The UA already harvests mesquite trees to provide mesquite flour for Dining Services, and Linking Edible Arizona Forests is trying to add harvested olives to the menu. Olives can be made into olive oil for the UA to use, according to Angela Knerl, a second-year graduate student with the School of Natural Resources and the Environment.
“If we had the olive oil, there would be hopes that further down the road we could incorporate it into the Dining Services like the mesquite flour was,” Knerl said.
Certain olive trees were being sprayed by Facilities Management, making them unsafe for harvesting, according to Knerl. LEAF is collaborating with the UA to get a Green Fund grant to harvest the olives this coming year. Facilities Management has agreed to stop spraying certain trees.
Harvesting the olives will mean the UA won’t have to pay to spray as many olive trees, and will lessen the amount of olives that fall to the ground and create a mess on the sidewalk, Knerl said.
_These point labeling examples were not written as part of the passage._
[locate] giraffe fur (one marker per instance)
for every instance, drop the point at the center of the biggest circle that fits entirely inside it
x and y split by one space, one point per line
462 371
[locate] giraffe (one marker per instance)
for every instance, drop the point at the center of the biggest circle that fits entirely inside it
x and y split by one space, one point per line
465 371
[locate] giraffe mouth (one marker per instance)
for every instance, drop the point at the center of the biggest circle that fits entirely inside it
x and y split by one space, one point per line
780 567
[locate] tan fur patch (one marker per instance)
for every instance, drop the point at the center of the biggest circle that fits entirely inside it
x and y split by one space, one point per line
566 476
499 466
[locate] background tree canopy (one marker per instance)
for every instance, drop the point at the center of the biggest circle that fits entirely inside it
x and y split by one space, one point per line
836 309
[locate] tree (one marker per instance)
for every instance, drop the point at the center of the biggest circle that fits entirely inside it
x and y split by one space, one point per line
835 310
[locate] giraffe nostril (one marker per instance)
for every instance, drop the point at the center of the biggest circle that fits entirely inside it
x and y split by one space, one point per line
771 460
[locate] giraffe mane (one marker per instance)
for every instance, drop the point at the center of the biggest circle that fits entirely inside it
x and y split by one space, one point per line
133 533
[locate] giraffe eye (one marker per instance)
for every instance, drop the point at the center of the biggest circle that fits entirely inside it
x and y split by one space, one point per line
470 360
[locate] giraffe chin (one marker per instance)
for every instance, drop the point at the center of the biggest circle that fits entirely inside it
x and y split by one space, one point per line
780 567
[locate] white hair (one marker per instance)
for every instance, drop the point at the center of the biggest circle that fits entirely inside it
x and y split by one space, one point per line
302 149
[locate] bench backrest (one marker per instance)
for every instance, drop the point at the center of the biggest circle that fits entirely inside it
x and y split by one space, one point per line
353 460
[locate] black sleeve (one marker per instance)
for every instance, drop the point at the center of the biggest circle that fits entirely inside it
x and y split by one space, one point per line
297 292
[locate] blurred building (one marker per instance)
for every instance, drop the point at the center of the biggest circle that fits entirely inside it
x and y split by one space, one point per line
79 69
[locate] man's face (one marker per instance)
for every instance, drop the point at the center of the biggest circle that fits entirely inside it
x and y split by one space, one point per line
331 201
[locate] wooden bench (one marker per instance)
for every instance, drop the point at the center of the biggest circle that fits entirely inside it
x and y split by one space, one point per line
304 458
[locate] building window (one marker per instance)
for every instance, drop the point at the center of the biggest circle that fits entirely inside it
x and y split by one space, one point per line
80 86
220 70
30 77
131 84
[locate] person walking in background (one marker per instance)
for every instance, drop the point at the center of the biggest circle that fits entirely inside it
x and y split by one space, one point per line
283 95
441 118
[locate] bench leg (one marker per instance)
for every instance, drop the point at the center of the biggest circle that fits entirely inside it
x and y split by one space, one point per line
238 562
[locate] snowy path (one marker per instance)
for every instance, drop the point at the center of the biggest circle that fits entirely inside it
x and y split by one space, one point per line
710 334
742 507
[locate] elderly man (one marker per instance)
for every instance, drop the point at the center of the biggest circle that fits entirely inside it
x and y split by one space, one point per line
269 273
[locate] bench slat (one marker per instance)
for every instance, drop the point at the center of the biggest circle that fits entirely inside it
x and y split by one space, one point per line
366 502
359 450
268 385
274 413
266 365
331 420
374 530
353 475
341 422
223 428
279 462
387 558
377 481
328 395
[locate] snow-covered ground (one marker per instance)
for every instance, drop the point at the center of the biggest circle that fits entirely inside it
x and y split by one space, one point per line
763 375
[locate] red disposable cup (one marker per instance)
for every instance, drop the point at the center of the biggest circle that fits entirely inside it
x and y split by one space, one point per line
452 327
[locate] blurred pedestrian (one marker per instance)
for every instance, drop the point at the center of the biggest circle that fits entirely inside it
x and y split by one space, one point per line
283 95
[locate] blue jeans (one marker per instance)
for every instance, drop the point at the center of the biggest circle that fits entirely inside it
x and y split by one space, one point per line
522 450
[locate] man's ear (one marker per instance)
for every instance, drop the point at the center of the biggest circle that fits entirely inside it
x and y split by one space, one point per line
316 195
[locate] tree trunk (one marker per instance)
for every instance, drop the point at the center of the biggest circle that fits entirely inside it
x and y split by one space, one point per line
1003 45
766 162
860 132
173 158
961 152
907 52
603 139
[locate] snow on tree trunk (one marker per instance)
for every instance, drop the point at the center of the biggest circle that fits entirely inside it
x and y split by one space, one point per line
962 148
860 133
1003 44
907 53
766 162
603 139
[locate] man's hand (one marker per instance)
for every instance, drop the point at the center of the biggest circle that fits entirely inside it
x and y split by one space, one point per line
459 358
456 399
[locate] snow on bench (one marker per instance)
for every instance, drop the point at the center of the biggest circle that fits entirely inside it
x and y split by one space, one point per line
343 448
Students can help LEAF by kicking the olives off of the sidewalk, which helps keep the campus clean, according to Knerl. They can also participate as student volunteers in the harvesting process for mesquite trees and olive trees.
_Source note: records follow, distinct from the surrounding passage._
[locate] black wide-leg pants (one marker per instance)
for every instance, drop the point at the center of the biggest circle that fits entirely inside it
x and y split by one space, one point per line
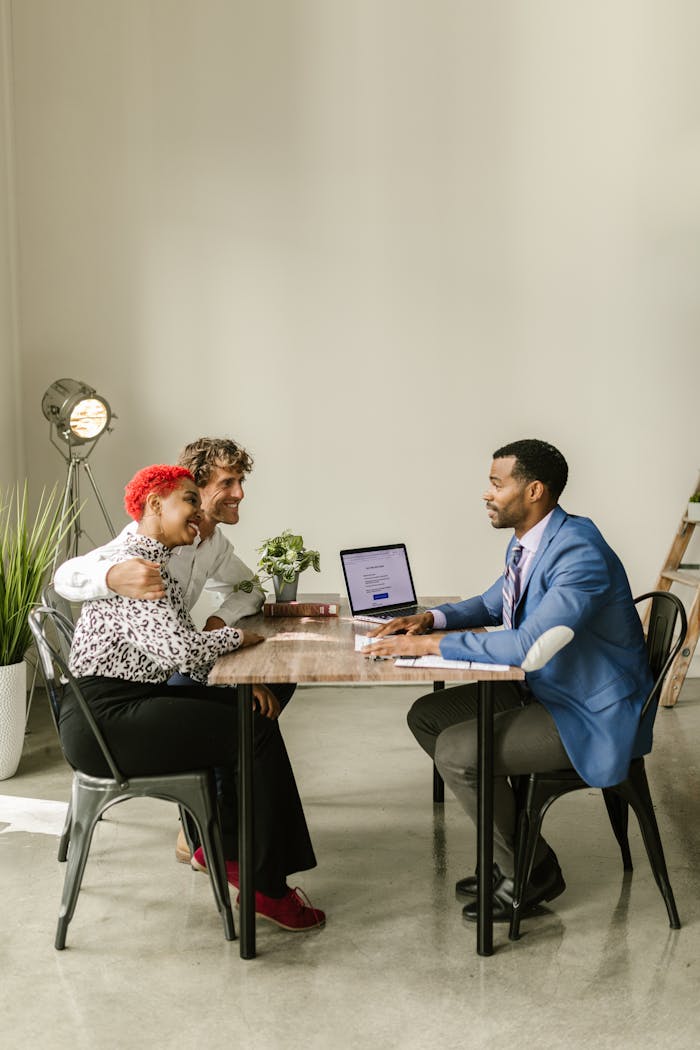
172 729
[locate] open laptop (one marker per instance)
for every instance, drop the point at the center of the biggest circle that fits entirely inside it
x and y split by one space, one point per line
379 583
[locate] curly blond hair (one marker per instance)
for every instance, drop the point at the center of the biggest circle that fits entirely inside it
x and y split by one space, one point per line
202 456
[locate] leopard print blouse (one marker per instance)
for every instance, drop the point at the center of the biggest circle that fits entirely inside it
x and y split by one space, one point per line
144 641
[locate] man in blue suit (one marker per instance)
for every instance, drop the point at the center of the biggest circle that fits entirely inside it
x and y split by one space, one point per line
569 620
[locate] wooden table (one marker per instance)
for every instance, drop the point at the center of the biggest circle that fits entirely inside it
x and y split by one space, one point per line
311 649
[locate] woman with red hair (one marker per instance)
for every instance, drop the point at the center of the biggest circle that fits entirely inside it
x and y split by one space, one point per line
124 652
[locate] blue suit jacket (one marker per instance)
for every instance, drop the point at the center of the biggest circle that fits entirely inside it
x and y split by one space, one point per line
595 687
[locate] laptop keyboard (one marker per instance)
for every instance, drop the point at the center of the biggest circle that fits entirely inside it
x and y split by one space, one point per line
379 616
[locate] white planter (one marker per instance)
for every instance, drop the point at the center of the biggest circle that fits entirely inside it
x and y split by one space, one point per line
13 714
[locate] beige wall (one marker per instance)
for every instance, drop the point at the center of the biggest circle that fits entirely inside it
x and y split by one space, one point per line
11 439
308 223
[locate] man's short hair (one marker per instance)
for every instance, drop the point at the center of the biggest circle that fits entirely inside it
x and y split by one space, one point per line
202 456
537 461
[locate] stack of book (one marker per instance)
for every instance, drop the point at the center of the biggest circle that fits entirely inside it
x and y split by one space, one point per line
309 605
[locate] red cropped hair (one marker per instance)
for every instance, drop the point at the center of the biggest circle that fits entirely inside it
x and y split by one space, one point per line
160 479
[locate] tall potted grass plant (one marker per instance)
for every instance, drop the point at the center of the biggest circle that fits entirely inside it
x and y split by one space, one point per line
27 546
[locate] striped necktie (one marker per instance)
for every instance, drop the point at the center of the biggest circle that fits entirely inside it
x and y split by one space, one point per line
511 586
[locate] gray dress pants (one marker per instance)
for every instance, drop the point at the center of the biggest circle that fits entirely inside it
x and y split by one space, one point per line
525 740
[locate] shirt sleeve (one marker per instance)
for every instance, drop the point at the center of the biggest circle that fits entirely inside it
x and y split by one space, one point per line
226 574
84 579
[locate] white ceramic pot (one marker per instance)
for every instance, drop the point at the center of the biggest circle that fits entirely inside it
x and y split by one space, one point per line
13 716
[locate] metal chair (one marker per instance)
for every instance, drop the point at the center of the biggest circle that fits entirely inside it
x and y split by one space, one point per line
91 796
63 637
543 789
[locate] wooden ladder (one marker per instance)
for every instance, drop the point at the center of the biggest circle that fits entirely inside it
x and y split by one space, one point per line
675 572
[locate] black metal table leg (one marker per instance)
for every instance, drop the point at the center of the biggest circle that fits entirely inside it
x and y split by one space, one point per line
485 821
246 804
438 782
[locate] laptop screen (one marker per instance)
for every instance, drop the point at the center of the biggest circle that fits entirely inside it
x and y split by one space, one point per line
378 578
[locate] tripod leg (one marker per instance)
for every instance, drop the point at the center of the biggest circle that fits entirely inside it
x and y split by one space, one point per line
98 496
69 499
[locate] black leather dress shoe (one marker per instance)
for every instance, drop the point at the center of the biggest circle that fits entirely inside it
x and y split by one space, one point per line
546 883
466 888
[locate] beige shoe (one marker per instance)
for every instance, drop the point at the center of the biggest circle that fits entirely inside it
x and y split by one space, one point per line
183 855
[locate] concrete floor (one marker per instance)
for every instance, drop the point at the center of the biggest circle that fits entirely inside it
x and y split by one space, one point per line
146 963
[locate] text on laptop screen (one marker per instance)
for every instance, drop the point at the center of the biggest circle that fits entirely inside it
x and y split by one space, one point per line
378 578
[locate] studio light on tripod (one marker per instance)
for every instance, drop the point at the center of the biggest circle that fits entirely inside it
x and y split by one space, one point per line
77 411
79 417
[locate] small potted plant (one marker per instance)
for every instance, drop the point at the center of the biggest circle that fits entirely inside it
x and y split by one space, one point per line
282 558
26 553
“It is just part of … a groundswell of movement that’s happening around the country where people are realizing, ‘Why let this be so-called litter — when the fruit is falling to the ground and getting wasted — when it could be food?’” said Melanie Lenart, coordinating lead for LEAF on the UA campus and adjunct professor in the UA Department of Soil, Water and Environmental Science.
Past projects using sustainable foods include mesquite flour baking mixes sold in the UofA Bookstore, according to Maya Cross-Killingsworth, a microbiology sophomore and research intern with LEAF.
LEAF also works with a company called the Iskashitaa Refugee Network, which harvests dates, citrus and other fruits, according to Cross-Killingsworth.
“The idea is that there is so much food on a lot of plants that are being used as landscaping, that [you] might as well go ahead and eat it,” Cross-Killingsworth said. “A lot of the oranges on campus fall on the ground and just get scooped up — same with the mesquite pods — and someone, somewhere in Arizona thought, ‘Hey, we should eat that.’”
There are 1800 trees on campus with harvestable products, according to Lenart.
Students said they see the benefit of on-campus harvesting.
“It’s important to have organic foods and such so that we can all be at [the] peak of our health,” said Aline Diaz, a pre-journalism freshman. “I think it’s a really great way to make the most of our space. So it’s green space, it’s shade and it’s also the food we eat.”
Getting the word out to students is important, Cross-Killingsworth said.
“I don’t think a lot of people know how much food is available to eat on campus,” she said. “[Getting the word out to students is] definitely something we want to look at because there are 40,000 people sitting under all the mesquite trees going, ‘What are these
beans?’”
A previous version of this article incorrectly stated funding information about the project and about Facilities Management spraying trees. The article has been corrected to reflect these changes. The Daily Wildcat apologizes for its errors.